Zum Inhalt springen

Stellungnahme zum neuen Lehrplan für das Unterrichtsfach Sozialkunde für die Berufs- und Berufsfachschule

Was gibt es denn da schon wieder zu kritisieren?

1. Es ist zu begrüßen, dass der Sozialkundelehrplan regelmäßig auf seine
Aktualität hin überprüft wird. Leider wurde der Formulierungsfehler bei Politikverdrossenheit wieder übersehen (vgl. 11.4). Da Politikverdrossenheit nicht vermittelt werden soll, müsste es richtig heißen: "Probleme der Politikversäumnisse".
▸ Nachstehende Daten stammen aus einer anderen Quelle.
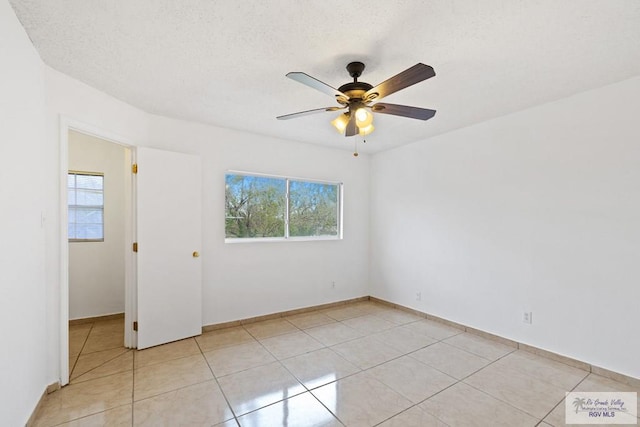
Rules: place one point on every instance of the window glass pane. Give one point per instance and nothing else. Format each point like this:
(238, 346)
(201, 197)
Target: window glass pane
(254, 206)
(313, 209)
(71, 196)
(89, 197)
(93, 182)
(86, 206)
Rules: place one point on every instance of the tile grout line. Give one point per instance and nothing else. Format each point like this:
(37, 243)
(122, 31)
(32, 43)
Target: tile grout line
(84, 343)
(226, 399)
(126, 350)
(291, 373)
(561, 400)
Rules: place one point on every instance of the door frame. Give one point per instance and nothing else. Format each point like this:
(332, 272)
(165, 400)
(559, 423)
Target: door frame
(67, 124)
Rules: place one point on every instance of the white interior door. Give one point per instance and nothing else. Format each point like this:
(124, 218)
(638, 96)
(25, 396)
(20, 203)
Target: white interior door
(169, 222)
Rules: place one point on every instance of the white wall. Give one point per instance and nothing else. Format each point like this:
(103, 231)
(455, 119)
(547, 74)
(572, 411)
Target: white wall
(23, 308)
(250, 279)
(96, 269)
(536, 211)
(240, 280)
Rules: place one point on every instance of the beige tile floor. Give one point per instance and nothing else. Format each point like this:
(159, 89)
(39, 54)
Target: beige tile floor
(363, 364)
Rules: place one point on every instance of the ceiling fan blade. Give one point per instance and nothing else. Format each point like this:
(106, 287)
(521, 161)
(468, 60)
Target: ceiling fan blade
(308, 112)
(408, 77)
(352, 127)
(403, 110)
(306, 79)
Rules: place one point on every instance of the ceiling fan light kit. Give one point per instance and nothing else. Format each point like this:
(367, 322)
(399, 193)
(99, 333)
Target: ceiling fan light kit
(360, 99)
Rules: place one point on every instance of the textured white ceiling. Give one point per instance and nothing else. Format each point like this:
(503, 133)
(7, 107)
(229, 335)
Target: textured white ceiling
(224, 62)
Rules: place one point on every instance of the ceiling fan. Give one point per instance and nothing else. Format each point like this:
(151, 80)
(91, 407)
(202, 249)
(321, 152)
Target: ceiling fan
(359, 99)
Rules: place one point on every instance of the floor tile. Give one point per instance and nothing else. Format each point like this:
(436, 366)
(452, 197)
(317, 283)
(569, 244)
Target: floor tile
(319, 367)
(555, 373)
(77, 337)
(333, 333)
(116, 417)
(482, 347)
(270, 328)
(366, 352)
(166, 352)
(413, 417)
(450, 360)
(399, 317)
(369, 324)
(223, 338)
(89, 361)
(163, 377)
(464, 406)
(403, 339)
(412, 379)
(258, 387)
(309, 320)
(199, 404)
(228, 360)
(598, 383)
(104, 337)
(121, 363)
(524, 392)
(86, 398)
(345, 312)
(301, 410)
(557, 417)
(433, 329)
(361, 400)
(289, 345)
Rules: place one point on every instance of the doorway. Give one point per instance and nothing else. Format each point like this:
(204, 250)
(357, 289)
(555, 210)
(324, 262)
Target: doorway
(97, 269)
(96, 190)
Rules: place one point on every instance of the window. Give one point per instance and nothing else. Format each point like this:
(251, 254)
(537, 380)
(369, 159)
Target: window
(85, 197)
(265, 207)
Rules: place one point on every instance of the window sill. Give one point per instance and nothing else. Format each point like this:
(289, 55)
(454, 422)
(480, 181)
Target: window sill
(281, 239)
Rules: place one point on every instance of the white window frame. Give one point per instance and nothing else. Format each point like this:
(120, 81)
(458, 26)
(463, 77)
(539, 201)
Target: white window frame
(100, 174)
(287, 237)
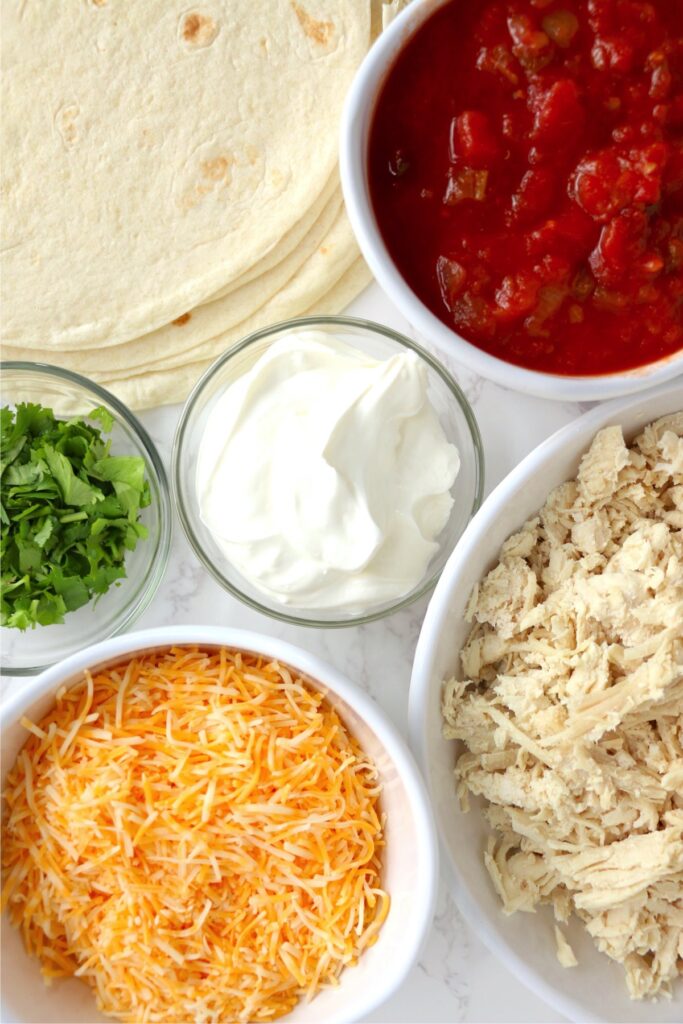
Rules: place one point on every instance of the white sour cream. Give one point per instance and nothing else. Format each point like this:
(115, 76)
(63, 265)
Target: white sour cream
(325, 475)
2. Der neue Entwurf unterscheidet sich inhaltlich nur wenig von dem geltenden Lehrplan. Zu begrüßen ist, dass sowohl die Nationalsozialistische Diktatur (vgl. 11.1) als auch die Weimarer Republik wieder Lerninhalt des Sozialkundeunterrichts werden. Leider wird die Weimarerrepublik weitgehend auf das Regierungssystem beschränkt. Dies ist bedenklich, da durch eine solche inhaltliche Beschränkung die Befürchtung besteht, dass falsche Schlüsse gezogen werden. Es gibt verschiedene Erklärungsansätze, für die Machtergreifung der Nationalsozialisten - einige Historiker sprechen sogar von einer Machtübergabe (vgl. Bernt Engelmann: Einig gegen Recht und Freiheit, Steidl Verlag Göttingen 1993, S. 220 f.). Wenn die Weimarer Republik weitgehend auf das Regierungssystem beschränkt wird, dann besteht die Gefahr, dass dieses auch als Ursache für den Hitlerfaschismus erlernt wird. Entsprechend des Beutelsbacher Konsenses sollte jedoch vermieden werden, Schülerinnen und Schüler zu übermannen. Vielmehr ist Kontroverses kontrovers darzustellen, mit dem Ziel die Schülerinnen und Schüler zu befähigen ihre eigenen Interessen zu analysieren (vgl. Bernhard Sutor, Politische Bildung im Streit um die "intellektuelle Gründung" der Bundesrepublik Deutschland, in Bundeszentrale für politische Bildung, Politik und Zeitgeschichte (B 45/2002)).

3. Des Weiteren ist zu bedauern, dass weder die Novemberrevolution von 1919  noch das demokratische Engagement zur Niederschlagung des Kapp-Putsches 1921 Berücksichtigung im Lehrplan finden. Dabei bietet der Lerninhalt "abwehrbereite Demokratie" (vgl. LZ 11.1) eine gute Möglichkeit, um auf den erfolgreichen Generalstreik gegen den Kapp-Putsch exemplarisch zu verweisen.
 
4. Leider wird die "Bedeutung einer unabhängigen Berichterstattung" (LZ 11.3) von einem verbindlichen Lernziel zu einem Kann-Inhalt. Dies verwundert angesichts der wachsenden Bedeutung der Medien in der Gesellschaft.
 
5. Das Lernziel 11.5 wird um den Lerninhalt der EGKS erweitert. Hierdurch entsteht möglicherweise die Gefahr einer Überfrachtung des Lehrplanes.
 
6. Bei der Formulierung der Lernziele werden an vielen Stellen anspruchsvollere Verben benutzt. So wird aus "lernen kennen" "erschließen" (vgl. LZ 10.3), aus "erhalten einen Überblick" wird "verschaffen sich einen Überblick" (vgl.  LZ 12.1) aus "erkennen" wird "wägen ab" (vgl. LZ 12.1). An anderer Stelle wird aus "erkennen" "werden bewusst" (vgl. LZ 12.2). Aus "sehen Ursachen und Merkmale von Unterentwicklung" wird "machen sich Merkmale und Ursachen von Unterentwicklung bewusst". Es ist zu begrüßen, wenn ein anspruchsvoller Unterricht angestrebt wird. Angesichts der Stofffülle können in der Unterrichtspraxis jedoch viele Lerninhalte nur kurz behandelt werden. Eine intensive Vertiefung ist nicht möglich. Die sicherlich zu begrüßenden Ziele, die sich hinter diesen anspruchsvollen Verben verbergen, erscheinen deshalb kaum realisierbar.